The Cat in the Lab














​Very few things have left me speechless - nothing more so than my first meeting with Doctor Catherine Demetriades.  First impression? Energetic, beautiful and a little weird (in one of those wonderful ways).  There was intensity to her, the kind that draws you in, the kind you can't look away from; when you feel slightly dumbfounded, searching for the words to say.  And as I said before...intense.

I had googled her before we met and she is one amazing woman.  I will skip through her childhood - father an inventor, mother a fashion designer; violin prodigy, learnt the piano in 6 months; attended Saturday morning classes in a University learning to dissect brains in a laboratory aged 11 and the list goes on and on...
She has 4 PhDs in Molecular Medicine, Biophysics, Particle Physics and Quantum Psychology.  But what I thought was really cool about her, was that she also wanted to know about the Ancient Sciences so she became an Egyptologist and Ancient Egyptian Perfumer.  Not only can she read hieroglyphs but she can create her own perfumes, including the hidden formula that Cleopatra had in her perfume.  I don't know if it was exactly that one she placed along my arm, but it was a divine formula, and believe me the smell was both ambrosial and addictive.  
Did I fail to mention that she is a fully functional Autistic Savant!

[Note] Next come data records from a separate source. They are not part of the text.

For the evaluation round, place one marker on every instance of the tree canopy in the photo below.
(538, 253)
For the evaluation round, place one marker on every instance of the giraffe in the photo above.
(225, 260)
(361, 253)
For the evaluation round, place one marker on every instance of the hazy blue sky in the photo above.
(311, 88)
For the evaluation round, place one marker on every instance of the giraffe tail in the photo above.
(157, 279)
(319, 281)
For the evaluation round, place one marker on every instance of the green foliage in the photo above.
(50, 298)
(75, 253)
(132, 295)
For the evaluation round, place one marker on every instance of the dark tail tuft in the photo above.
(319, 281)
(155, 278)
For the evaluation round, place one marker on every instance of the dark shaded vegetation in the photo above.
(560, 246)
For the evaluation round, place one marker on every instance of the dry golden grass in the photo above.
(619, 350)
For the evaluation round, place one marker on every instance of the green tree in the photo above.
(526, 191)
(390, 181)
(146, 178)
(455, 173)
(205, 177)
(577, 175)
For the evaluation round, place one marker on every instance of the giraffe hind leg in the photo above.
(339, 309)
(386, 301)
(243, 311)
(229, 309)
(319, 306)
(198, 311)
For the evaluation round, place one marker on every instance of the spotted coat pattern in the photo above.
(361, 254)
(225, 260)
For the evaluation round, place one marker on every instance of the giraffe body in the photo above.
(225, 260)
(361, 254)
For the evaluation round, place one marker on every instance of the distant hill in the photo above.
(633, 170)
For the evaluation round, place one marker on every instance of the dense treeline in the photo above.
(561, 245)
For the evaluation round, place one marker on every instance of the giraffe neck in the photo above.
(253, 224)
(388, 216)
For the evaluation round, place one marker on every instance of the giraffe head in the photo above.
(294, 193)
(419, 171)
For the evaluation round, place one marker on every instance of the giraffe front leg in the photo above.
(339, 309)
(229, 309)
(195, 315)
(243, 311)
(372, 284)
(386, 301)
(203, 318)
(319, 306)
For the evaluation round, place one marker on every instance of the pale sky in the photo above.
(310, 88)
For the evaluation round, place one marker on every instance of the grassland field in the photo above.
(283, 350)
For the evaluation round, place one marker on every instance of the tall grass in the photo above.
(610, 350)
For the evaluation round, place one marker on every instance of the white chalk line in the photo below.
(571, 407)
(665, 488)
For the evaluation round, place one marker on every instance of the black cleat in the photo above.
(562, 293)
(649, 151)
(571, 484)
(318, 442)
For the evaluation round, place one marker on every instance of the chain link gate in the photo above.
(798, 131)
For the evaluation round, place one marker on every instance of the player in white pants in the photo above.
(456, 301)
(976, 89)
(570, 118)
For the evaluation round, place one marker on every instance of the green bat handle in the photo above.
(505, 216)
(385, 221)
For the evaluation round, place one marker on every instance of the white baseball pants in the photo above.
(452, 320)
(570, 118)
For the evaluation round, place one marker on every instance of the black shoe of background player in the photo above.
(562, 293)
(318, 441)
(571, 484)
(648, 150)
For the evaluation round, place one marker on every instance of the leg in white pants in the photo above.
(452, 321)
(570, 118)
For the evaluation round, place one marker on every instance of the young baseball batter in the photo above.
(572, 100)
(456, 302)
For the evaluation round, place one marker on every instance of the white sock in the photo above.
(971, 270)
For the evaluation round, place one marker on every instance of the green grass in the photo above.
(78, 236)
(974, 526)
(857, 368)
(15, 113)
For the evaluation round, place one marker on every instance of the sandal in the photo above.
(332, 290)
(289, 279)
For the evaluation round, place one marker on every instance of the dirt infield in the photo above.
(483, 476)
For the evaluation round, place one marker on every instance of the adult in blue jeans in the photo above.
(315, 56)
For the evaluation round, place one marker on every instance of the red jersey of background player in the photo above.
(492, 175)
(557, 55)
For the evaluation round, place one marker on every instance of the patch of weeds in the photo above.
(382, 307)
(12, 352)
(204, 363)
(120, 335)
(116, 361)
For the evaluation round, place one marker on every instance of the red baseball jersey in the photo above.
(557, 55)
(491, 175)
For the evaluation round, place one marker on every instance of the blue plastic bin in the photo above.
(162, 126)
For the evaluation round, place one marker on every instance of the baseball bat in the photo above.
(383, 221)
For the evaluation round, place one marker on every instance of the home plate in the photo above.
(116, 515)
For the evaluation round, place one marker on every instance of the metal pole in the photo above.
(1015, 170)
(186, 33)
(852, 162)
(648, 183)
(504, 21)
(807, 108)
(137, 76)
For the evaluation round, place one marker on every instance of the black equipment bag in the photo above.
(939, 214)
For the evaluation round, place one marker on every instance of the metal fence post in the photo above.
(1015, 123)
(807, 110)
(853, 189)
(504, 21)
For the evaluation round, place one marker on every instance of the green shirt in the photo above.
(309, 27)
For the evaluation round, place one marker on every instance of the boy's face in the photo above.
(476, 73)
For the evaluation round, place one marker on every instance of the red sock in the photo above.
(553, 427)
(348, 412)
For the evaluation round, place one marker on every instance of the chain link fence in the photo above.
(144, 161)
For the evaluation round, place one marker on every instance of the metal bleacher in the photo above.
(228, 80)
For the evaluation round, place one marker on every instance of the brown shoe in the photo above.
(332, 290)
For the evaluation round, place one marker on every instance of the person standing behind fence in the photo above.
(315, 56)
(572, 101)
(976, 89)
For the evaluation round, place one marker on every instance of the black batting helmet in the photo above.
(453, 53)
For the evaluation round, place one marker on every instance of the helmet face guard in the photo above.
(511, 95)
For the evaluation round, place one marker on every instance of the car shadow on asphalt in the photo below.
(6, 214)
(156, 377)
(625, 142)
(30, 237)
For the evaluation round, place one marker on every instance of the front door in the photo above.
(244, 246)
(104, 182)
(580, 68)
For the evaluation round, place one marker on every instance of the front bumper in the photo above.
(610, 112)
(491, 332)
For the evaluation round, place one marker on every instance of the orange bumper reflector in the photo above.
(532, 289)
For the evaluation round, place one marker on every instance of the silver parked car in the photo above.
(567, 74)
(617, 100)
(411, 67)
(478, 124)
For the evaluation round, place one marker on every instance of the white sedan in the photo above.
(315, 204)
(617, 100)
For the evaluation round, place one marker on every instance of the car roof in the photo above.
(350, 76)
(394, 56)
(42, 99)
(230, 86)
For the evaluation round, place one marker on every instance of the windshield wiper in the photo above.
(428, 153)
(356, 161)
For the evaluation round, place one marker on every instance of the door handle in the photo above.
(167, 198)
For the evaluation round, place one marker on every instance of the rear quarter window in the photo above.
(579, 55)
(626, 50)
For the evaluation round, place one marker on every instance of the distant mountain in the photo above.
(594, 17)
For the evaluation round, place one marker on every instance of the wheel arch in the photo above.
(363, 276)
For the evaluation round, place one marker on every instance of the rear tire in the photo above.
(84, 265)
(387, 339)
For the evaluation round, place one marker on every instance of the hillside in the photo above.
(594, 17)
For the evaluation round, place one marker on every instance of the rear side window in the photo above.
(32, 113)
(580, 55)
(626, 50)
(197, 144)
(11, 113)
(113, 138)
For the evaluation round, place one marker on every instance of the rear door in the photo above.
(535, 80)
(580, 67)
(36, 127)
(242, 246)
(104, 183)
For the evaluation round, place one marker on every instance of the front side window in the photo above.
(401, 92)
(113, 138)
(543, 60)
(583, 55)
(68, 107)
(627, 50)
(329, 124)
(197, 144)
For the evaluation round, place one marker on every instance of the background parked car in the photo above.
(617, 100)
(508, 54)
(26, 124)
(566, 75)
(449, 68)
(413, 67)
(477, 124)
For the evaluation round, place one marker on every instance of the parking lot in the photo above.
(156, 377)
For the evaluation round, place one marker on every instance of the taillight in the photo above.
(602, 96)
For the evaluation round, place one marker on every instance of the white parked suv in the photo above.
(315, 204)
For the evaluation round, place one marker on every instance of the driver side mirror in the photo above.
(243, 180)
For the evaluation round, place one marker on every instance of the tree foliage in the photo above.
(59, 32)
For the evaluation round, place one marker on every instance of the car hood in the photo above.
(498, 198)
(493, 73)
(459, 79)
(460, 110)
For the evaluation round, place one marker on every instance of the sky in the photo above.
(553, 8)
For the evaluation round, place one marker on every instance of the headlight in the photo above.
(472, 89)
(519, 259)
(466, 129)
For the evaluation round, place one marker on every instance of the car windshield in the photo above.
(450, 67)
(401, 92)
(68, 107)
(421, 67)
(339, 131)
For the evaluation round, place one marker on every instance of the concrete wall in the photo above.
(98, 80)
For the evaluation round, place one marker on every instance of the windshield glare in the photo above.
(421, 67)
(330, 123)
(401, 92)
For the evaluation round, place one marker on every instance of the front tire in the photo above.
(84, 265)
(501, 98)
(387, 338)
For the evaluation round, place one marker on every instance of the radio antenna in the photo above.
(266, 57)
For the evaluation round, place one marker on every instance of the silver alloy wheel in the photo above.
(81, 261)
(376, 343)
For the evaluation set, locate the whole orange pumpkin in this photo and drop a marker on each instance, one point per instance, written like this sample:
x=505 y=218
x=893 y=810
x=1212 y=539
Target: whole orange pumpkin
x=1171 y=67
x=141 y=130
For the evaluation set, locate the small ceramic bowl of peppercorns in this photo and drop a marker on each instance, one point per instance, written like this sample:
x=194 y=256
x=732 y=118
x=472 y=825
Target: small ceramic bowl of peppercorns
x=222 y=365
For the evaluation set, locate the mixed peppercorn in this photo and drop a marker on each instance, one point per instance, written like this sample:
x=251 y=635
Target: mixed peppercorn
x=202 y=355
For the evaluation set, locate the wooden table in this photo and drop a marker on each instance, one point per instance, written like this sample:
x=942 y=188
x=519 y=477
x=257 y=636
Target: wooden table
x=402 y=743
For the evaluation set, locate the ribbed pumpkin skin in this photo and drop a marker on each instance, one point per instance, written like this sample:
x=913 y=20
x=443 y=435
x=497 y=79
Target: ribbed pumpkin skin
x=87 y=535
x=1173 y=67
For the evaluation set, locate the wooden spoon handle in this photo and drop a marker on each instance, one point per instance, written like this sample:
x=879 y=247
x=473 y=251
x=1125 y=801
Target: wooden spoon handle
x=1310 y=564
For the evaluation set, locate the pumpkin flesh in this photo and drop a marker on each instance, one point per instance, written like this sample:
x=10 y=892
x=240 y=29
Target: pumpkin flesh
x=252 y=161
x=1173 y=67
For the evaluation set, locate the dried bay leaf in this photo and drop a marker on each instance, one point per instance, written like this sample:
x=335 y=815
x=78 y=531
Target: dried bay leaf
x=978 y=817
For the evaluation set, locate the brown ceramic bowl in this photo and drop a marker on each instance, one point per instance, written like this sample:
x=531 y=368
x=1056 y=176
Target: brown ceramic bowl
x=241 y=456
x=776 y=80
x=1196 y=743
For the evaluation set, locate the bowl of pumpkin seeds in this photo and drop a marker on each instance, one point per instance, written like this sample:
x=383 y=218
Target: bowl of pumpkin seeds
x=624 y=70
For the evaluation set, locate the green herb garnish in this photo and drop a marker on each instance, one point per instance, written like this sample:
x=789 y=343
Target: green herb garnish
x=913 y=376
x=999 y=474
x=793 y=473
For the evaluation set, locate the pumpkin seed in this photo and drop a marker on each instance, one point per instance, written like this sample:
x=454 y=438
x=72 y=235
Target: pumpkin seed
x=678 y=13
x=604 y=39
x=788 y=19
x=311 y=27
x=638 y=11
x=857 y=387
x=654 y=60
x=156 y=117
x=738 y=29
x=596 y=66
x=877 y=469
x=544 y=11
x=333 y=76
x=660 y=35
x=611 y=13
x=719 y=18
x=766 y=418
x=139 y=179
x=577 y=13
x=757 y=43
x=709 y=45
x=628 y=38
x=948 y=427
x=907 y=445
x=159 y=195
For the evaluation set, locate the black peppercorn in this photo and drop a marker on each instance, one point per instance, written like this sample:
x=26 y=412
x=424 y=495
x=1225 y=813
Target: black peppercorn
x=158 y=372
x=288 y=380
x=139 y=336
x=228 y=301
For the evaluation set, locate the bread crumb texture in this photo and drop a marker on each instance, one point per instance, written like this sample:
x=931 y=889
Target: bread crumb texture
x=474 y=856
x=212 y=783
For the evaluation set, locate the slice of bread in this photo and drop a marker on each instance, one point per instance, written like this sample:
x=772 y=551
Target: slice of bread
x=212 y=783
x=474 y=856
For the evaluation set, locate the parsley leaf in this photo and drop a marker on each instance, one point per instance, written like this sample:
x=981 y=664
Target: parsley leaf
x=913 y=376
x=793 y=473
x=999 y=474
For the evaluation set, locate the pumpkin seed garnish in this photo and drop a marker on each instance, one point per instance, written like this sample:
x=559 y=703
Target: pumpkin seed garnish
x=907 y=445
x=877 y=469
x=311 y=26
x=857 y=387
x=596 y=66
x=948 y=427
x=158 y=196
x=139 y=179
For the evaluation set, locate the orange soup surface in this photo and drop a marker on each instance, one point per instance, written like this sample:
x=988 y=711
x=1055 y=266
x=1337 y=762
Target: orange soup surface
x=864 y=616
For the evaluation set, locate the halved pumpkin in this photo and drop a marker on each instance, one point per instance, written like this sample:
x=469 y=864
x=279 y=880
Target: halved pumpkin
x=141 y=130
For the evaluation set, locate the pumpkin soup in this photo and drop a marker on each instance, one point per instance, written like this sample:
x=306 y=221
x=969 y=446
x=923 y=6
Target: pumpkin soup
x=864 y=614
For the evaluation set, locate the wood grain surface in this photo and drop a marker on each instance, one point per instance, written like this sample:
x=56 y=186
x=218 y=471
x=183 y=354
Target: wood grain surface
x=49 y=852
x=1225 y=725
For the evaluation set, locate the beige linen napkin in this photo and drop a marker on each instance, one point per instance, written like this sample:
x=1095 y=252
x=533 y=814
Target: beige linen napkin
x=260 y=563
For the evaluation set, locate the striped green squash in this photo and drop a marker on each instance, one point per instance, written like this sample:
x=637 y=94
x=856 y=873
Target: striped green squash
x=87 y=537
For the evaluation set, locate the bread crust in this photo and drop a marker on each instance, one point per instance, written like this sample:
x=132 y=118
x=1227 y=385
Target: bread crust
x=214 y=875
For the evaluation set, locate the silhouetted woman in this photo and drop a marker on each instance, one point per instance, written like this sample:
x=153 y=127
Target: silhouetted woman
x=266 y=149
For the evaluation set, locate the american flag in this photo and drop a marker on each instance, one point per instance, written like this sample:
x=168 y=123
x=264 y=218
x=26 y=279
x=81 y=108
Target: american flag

Anyway, why had this awesome individual come to my house?  Well, she had brought over a ridiculously expensive piece of equipment - I want to say a Quantum Response machine, but I am not sure exactly what it is or how it works.  All I know is that it was jaw-dropping.  All my son had to do was touch these two round sensors for 15 minutes, non invasive and simple, right?  I can see all you ASD parents out there shaking your heads and smiling that knowing smile.  After 3 tries he managed to hold on for about 2 minutes, but only with all of us counting to 100 and me giving him the death stare if he so much as moved his hands (I was not allowed to touch him because the machine would pick me up too).  The results were astounding, for example she told us he had a problem with his left leg, a lingering virus.  My husband froze, as he remembered when my son was about 2 and a half, he had come home limping (the doctor told us it was a virus).  How did she know that and about twenty other pieces of information that only we knew?  What was this miracle machine?  But more importantly, how would it help our ASD son? 

Obviously we have to wait for her to properly study the results, but as I watched her talk and move, I had a strange feeling of the familiar, the way she ate and drank, hungrily yet savouring the flavour (she explained that she like other ASDs never felt full - which totally explains how my son rummages through the cupboards constantly looking for food even if he only ate half an hour ago!), and her mischievous grin, (like when my son is about to do something he knows is naughty) when she talked about things that challenged preconceived ideas about autism.  

I do not know what these results will bring, but I somehow feel a strange, trusting, secure hope that this specific Dr. Cat will find in her lab some way to help bring my ASD son to full function.